Après la torture. Il surprend, plus loin, les conciliabules enflammés des étudiants de la Qaraouiyine, à l’abri sous les nefs de l’antique université fondée par une femme au IXème siècle, Fatima al-Fihriya. Vestes à l’européenne mais tarbouches rouges sur la tête, ils rêvent d’indépendance, de liberté et de servir le peuple. Leurs regards se tournent vers l’Égypte et le Proche-Orient où la modernité arabe est en ébullition.
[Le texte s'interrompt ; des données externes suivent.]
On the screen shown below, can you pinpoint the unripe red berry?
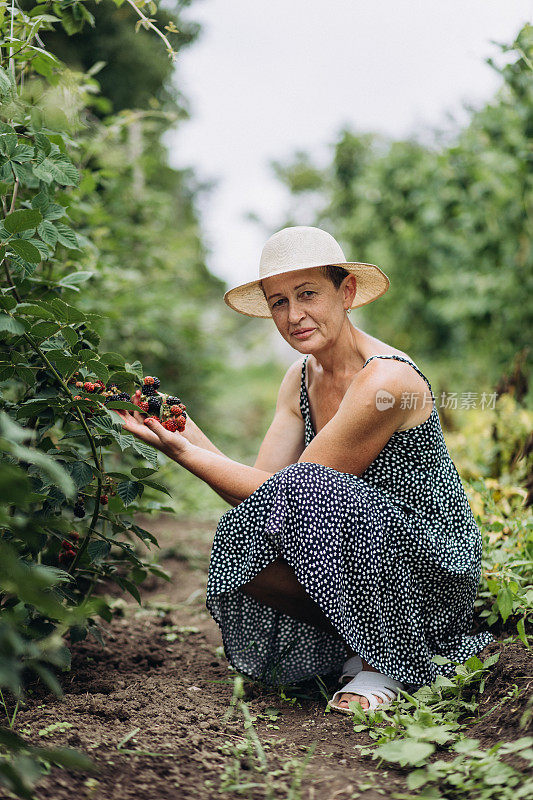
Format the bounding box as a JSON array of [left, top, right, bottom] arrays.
[[163, 417, 178, 433]]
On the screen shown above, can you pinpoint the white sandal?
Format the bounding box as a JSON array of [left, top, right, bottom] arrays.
[[339, 653, 363, 683], [328, 670, 404, 714]]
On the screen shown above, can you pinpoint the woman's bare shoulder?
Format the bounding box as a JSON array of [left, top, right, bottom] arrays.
[[278, 356, 305, 416]]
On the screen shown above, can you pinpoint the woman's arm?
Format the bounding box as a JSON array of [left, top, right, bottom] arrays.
[[298, 362, 413, 476], [114, 411, 273, 505]]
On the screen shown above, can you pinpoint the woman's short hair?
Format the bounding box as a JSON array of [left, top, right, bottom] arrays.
[[318, 264, 350, 289]]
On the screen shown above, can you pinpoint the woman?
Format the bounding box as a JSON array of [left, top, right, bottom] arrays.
[[116, 226, 493, 713]]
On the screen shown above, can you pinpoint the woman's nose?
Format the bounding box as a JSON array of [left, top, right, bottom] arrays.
[[289, 301, 305, 324]]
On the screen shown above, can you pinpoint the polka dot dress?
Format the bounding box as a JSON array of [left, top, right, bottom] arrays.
[[207, 355, 493, 688]]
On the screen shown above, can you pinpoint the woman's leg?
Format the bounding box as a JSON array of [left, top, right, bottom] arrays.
[[241, 558, 383, 708]]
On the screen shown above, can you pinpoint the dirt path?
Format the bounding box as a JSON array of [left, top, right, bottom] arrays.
[[13, 518, 533, 800]]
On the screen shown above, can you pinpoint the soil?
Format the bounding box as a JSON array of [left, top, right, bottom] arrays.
[[5, 517, 533, 800]]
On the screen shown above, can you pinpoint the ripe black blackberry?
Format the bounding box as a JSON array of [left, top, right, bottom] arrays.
[[148, 395, 162, 416]]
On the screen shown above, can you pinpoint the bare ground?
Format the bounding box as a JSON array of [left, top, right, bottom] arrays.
[[6, 517, 533, 800]]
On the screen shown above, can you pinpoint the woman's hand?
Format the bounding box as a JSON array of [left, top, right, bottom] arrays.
[[113, 393, 189, 461]]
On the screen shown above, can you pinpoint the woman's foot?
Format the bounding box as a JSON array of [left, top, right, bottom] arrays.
[[337, 659, 383, 711], [329, 661, 404, 714]]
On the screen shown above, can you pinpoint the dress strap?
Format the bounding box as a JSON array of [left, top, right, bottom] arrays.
[[362, 355, 435, 400], [300, 354, 309, 420]]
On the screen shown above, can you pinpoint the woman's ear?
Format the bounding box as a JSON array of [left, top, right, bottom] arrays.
[[342, 275, 357, 308]]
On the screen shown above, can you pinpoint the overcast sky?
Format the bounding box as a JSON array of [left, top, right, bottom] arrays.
[[167, 0, 533, 285]]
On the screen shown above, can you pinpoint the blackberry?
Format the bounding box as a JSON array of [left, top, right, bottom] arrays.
[[143, 375, 161, 391]]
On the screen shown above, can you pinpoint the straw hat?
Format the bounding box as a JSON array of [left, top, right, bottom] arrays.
[[224, 225, 389, 317]]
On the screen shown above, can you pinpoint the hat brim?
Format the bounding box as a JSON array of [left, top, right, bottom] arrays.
[[224, 261, 390, 319]]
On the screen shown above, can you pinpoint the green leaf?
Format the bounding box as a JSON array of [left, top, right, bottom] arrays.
[[117, 481, 143, 506], [131, 467, 157, 478], [125, 361, 143, 380], [516, 617, 530, 650], [65, 461, 93, 489], [100, 353, 124, 366], [87, 539, 111, 564], [59, 270, 94, 291], [375, 739, 435, 767], [33, 132, 52, 155], [4, 209, 43, 233], [8, 239, 41, 264], [31, 322, 61, 339], [37, 219, 57, 250], [143, 480, 172, 497], [132, 437, 159, 469], [0, 313, 26, 334], [85, 359, 109, 383], [61, 328, 78, 347], [48, 350, 78, 375], [13, 303, 54, 320], [56, 222, 80, 250]]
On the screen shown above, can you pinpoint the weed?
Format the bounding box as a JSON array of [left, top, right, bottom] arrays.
[[220, 676, 315, 800]]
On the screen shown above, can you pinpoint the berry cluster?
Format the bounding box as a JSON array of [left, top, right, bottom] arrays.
[[74, 494, 85, 519], [69, 372, 131, 412], [139, 375, 187, 433], [59, 531, 80, 563]]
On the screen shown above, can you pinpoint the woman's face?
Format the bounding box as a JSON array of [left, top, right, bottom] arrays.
[[261, 268, 356, 353]]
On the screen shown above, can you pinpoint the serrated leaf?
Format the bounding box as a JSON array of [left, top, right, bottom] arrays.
[[49, 350, 78, 375], [375, 739, 435, 767], [4, 208, 42, 233], [117, 481, 143, 506], [31, 322, 61, 339], [61, 327, 78, 347], [131, 467, 157, 478], [56, 222, 80, 250], [0, 313, 25, 334], [13, 303, 54, 320], [496, 586, 514, 622], [37, 219, 57, 249], [8, 239, 41, 264], [87, 539, 111, 564], [59, 270, 94, 291], [65, 461, 93, 489], [85, 359, 109, 383], [131, 437, 158, 469], [143, 480, 172, 497], [33, 132, 52, 155], [100, 353, 125, 366], [119, 578, 142, 605]]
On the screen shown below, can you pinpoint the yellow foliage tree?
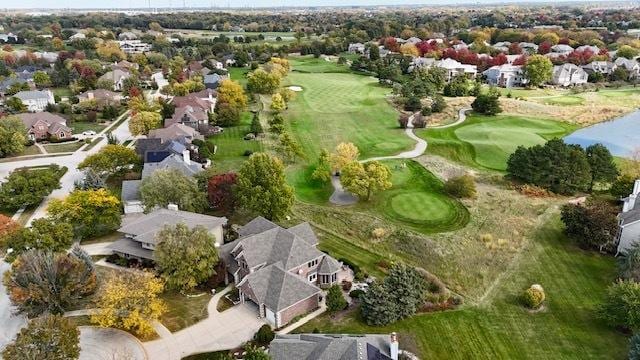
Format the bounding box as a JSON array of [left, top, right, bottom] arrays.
[[91, 271, 167, 338], [330, 143, 360, 171]]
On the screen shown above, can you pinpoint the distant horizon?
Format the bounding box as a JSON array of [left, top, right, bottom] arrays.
[[0, 0, 637, 11]]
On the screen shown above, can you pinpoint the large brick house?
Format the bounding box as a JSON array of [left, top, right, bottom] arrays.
[[18, 112, 73, 141], [221, 217, 351, 328]]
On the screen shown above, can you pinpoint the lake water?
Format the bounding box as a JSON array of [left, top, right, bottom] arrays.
[[564, 111, 640, 157]]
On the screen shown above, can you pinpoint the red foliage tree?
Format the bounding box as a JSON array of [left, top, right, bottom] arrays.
[[207, 172, 238, 212]]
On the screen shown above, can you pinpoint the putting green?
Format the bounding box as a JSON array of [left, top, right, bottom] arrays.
[[390, 192, 453, 222], [419, 114, 575, 171]]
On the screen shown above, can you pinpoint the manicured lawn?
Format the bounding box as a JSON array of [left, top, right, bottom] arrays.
[[207, 112, 263, 171], [296, 216, 627, 359], [71, 121, 107, 134], [418, 114, 576, 171], [160, 291, 211, 332], [43, 141, 85, 153]]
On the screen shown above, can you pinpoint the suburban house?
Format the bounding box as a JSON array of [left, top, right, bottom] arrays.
[[551, 63, 589, 86], [409, 57, 478, 82], [482, 64, 527, 88], [18, 112, 73, 141], [164, 105, 209, 130], [269, 333, 400, 360], [78, 89, 123, 107], [13, 90, 56, 112], [617, 179, 640, 254], [582, 61, 617, 75], [220, 217, 352, 328], [614, 57, 640, 79], [109, 204, 227, 261], [98, 68, 131, 91]]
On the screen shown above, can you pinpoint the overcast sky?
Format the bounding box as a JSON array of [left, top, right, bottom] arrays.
[[0, 0, 616, 9]]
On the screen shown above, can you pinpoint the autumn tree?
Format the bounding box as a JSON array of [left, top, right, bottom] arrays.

Affranchie de l’autorité paternelle, Aïcha prend toute sa part dans les débats et les coups de main. Aucun de ses compagnons de lutte ne s’offusque qu’elle soit lettrée et dévoilée. En suivant le petit Kamal dans ses péripéties, nous voyons encore les attentats, les tortionnaires qu’on abat, les collabos qu’on élimine. Plusieurs parviendront à sauver leurs peaux jusqu’au dernier quart d’heure, celui où l’on retourne sa veste. Alors, c’est avec un zèle démonstratif qu’ils agiteront portraits du sultan et drapeaux étoilés après avoir donné leurs frères.
Les femmes
Et voilà la question des femmes combattantes, l’autre parti pris fort d’Abdelhaï Laraki. Si la production de ce film est entièrement marocaine, la post-production s’est faite dans les meilleurs studios de Marseille. Il en ressort une bande son particulièrement soignée. Les youyous lancés par les femmes du haut des terrasses rythment le récit. Ils galvanisent les militants, alertent des dangers, dénoncent les violences, annoncent les lendemains qui chantent. Ces youyous, armes psychologiques redoutables impossibles à faire taire, exaspèrent les troupes d’occupation. Ils leur minent le moral. Dans l’histoire du mouvement national marocain, les femmes exercent un rôle de poids, qu’elles soient issues des milieux les plus populaires ou de la bourgeoisie nationaliste. Dès les années trente, certaines ont milité ardemment pour l’instruction des petites filles face à un protectorat longtemps rétif en la matière. Il changera son fusil d’épaule à la fin des années quarante, bien tardivement. Malika Belmehdi El Fassi, éduquée en arabe comme en français par la volonté d’un père éclairé, en est une des figures majeures. Dès 1947, elle a obtenu de son mari, directeur de la Qaraouiyine, l’ouverture d’une section secondaire et universitaire pour jeunes filles. Elle fut la seule femme signataire du Manifeste de l’Indépendance, rédigé à Fès en 1944. Elle basculera ensuite dans le soutien à la lutte armée. Il est également important de mentionner le discours de la princesse Lalla Aïcha lors de la visite remarquée de son père, Sidi Mohammed ben Youssef, à Tanger en avril 1947. Dans son allocution, prononcée avec audace à visage découvert, elle avait insisté sur la nécessité de l’émancipation des jeunes filles par l’éducation.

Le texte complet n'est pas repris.